広告音声制作の第一人者ダン・プライス氏が、AI音声クローン・プラットフォーム「BionicVO」を発表しました。合成音声ではなく、実在するプロ声優のライセンス音声のみを使用し、声が使われるたびに声優へ報酬が支払われるロイヤリティ型を採用している点が特徴です。
「Oink Ink Radio」創業者が手掛けるAI音声
BionicVOは、米ラジオ広告制作会社Oink Ink Radioの創業者であるダン・プライス氏が、マネージング・メンバーとして手掛けるプロ向けのAI音声クローン・プラットフォームです。2026年6月11日に発表されました。プライス氏は40年にわたり音声パフォーマンスのディレクションに携わり、Oink Ink RadioではGoogle、IBM、Ford、AT&T、NBC、Staplesといった大手ブランドの音声制作を手掛けてきました。その仕事はCannes Lions、Clios、One Show Pencils、Radio Mercury Awards、London International Awardsなどを含め、約1,000の業界賞を受賞しています。
合成音声を使わず、実在するプロ声優のみを起用
BionicVO最大の特徴は、カタログに登録された声がすべて実在するプロ声優のものであり、合成のストック音声を使用しない点にあります。各声優はプライス氏自身が「明瞭で人間的、そして本物であること」を基準に選び、いずれも自らの条件のもとで声のライセンス提供に同意しています。ロスターは、全米規模のコマーシャル、ネットワークテレビ、映画などの実績を持つ現役のプロで構成されています。ライブラリには男女あわせて56種類のAI音声が用意されています。

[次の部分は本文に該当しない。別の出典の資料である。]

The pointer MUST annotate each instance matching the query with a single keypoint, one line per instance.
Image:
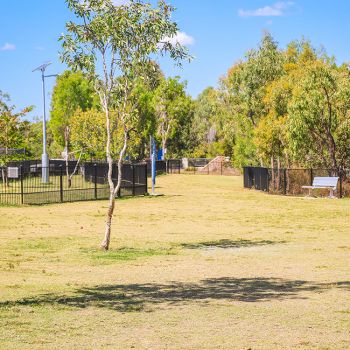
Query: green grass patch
(100, 257)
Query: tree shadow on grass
(146, 297)
(229, 244)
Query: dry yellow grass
(207, 266)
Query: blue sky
(218, 33)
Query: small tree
(12, 131)
(113, 45)
(171, 103)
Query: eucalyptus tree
(113, 45)
(319, 117)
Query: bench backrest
(325, 182)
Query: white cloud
(8, 47)
(182, 38)
(275, 10)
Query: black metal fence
(24, 185)
(212, 168)
(169, 166)
(291, 181)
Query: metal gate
(256, 177)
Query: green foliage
(12, 128)
(72, 91)
(174, 110)
(319, 116)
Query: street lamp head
(43, 66)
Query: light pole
(44, 157)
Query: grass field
(207, 266)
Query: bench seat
(328, 183)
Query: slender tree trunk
(287, 173)
(278, 173)
(113, 189)
(4, 177)
(111, 206)
(332, 153)
(164, 141)
(272, 173)
(66, 139)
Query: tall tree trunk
(278, 185)
(66, 140)
(164, 141)
(107, 237)
(287, 172)
(4, 177)
(113, 190)
(332, 153)
(273, 173)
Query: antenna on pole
(42, 67)
(45, 162)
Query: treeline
(278, 108)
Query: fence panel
(21, 185)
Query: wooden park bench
(329, 183)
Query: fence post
(22, 194)
(95, 180)
(61, 183)
(285, 182)
(133, 180)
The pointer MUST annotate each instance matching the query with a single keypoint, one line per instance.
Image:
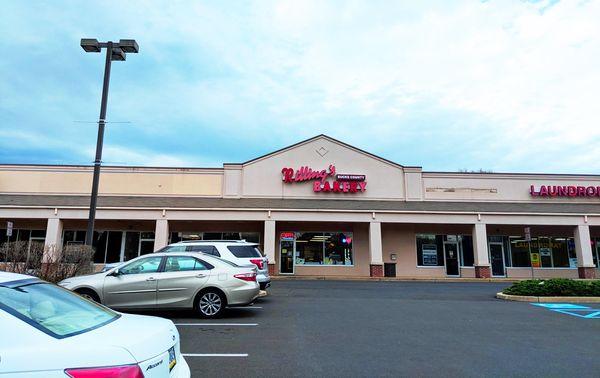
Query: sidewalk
(402, 279)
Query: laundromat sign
(326, 180)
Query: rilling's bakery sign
(565, 191)
(326, 180)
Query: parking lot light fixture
(116, 51)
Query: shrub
(555, 287)
(47, 263)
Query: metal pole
(98, 161)
(531, 261)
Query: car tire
(211, 303)
(89, 295)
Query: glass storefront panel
(309, 248)
(132, 241)
(546, 252)
(322, 248)
(113, 247)
(338, 249)
(251, 237)
(430, 250)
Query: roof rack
(213, 241)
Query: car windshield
(52, 309)
(244, 251)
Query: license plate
(172, 360)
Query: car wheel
(211, 304)
(89, 295)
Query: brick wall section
(376, 270)
(586, 272)
(483, 272)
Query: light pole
(114, 51)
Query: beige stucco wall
(542, 273)
(360, 248)
(113, 181)
(499, 187)
(262, 178)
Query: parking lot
(341, 328)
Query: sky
(503, 86)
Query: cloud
(501, 85)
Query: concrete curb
(526, 298)
(391, 279)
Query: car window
(56, 311)
(145, 265)
(173, 248)
(243, 251)
(208, 249)
(183, 263)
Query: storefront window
(111, 246)
(251, 237)
(430, 250)
(546, 252)
(309, 248)
(338, 249)
(324, 248)
(466, 245)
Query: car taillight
(124, 371)
(257, 262)
(246, 276)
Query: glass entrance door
(451, 256)
(286, 251)
(497, 259)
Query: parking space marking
(214, 354)
(218, 324)
(560, 305)
(592, 313)
(571, 309)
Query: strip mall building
(322, 208)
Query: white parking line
(218, 324)
(214, 355)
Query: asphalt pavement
(366, 329)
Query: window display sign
(287, 236)
(564, 191)
(429, 254)
(326, 180)
(535, 260)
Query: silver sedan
(201, 282)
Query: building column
(53, 241)
(583, 249)
(269, 245)
(375, 249)
(481, 259)
(161, 234)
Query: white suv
(239, 252)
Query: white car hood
(143, 336)
(127, 340)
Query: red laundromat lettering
(565, 191)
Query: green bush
(555, 287)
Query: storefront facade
(322, 208)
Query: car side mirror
(116, 273)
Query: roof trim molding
(327, 137)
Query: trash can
(389, 269)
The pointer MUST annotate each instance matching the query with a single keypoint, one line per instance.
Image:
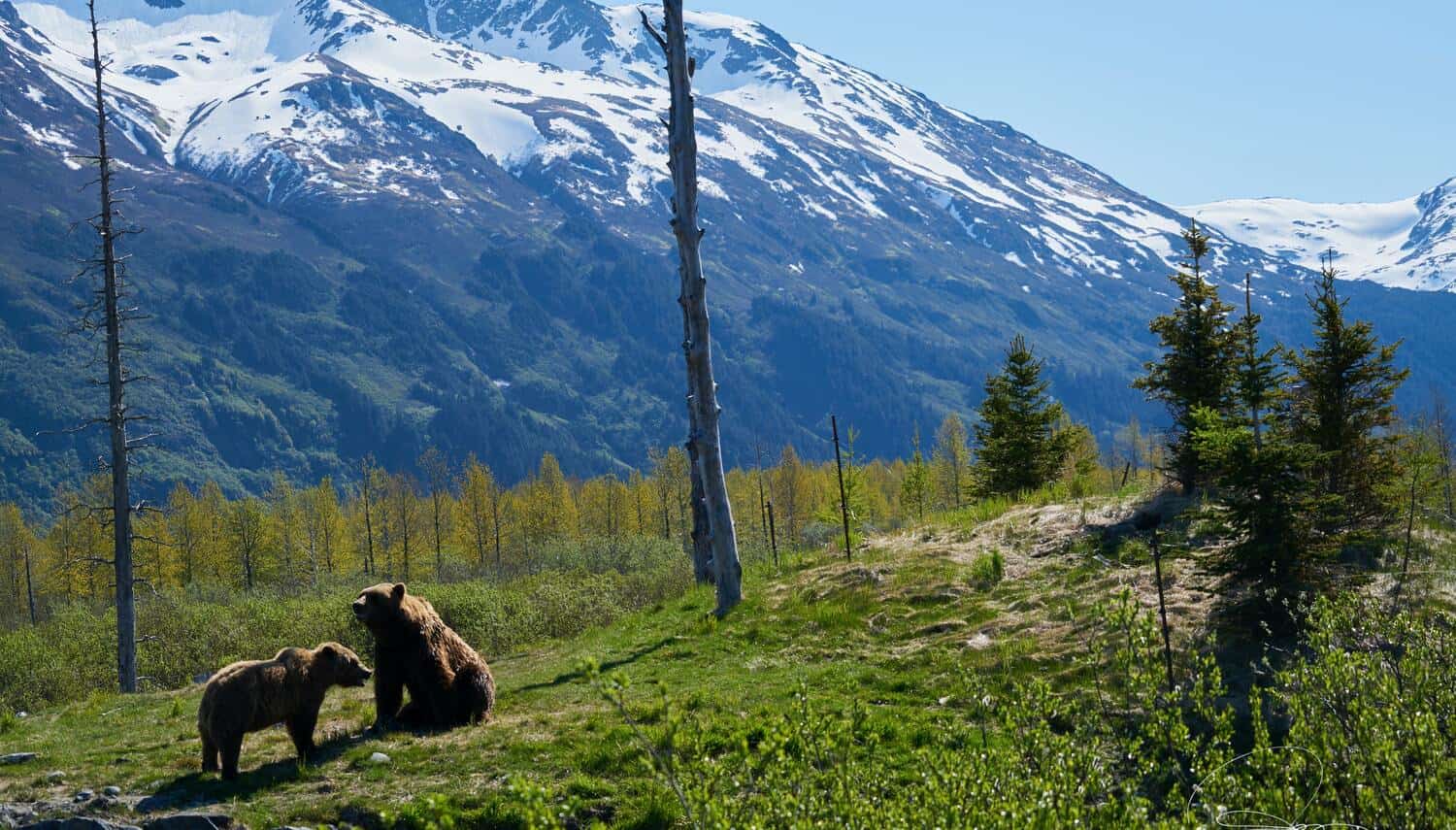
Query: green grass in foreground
(900, 687)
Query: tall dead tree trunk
(116, 416)
(29, 587)
(698, 346)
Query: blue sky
(1187, 102)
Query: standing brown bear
(258, 693)
(448, 683)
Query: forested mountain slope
(370, 229)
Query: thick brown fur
(258, 693)
(448, 683)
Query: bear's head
(381, 606)
(341, 666)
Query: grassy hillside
(998, 667)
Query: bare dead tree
(702, 401)
(107, 315)
(29, 585)
(1440, 424)
(437, 475)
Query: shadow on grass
(606, 666)
(200, 789)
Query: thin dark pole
(844, 504)
(774, 538)
(1162, 609)
(1409, 533)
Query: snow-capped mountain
(381, 226)
(291, 98)
(1408, 244)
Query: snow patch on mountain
(1406, 244)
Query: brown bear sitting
(256, 693)
(448, 683)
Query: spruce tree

プライス氏は「AI音声が悪いのは、技術が悪いからではありません。誰もその演技をディレクションしていないからです。私たちはこれらのツールを単に使うのではなく、使いこなすためにBionicVOを作りました」と述べています。実際、ユーザーがプラットフォームに触れる前段階で、プライス氏とエンジニアリングチームが40年分の音声ディレクションとサウンドデザインのノウハウをソース音声そのものに適用しているといいます。
声優へ報酬を還元するロイヤリティ型モデル
BionicVOは、合成音声バンクではなくロイヤリティ・モデルで運営されています。声が使われるたびに、その声優へ報酬が支払われる仕組みです。同社は「偽の声も、盗まれた肖像もない」と説明しており、無断で複製された音声や、同意のない合成による置き換えを行わない姿勢を打ち出しています。
4ステップで音声クローンを作成
音声クローンの作成は「4つのシンプルなステップ」で行われます。まず声優を選び、次にスクリプトをAIに読み込ませます。続いて選んだ声優がスクリプトを読み上げる「オーディション」が行われ、AIによる音声が選定されると制作が始まります。ユーザーはロスターを閲覧してスクリプトをアップロードし、クローンを生成したうえで、組み込みのプロダクション・スタジオで仕上げていく流れです。料金体系としては、2か月間の無料トライアルに加え、2段階の有料プランと、カスタマイズ可能な法人向けプランが用意されています。
拡大するAI音声市場での位置づけ
世界のAI音声市場は2030年までに217億5,000万ドルに達すると予測されています。BionicVOは、厳選されたプロ声優のロスターと、40年分のパフォーマンス・ディレクションのノウハウをソース音声に適用するという組み合わせで、この成長市場に参入します。音のクオリティに妥協したくないクリエイティブ・チームに向けたプラットフォームとして展開されています。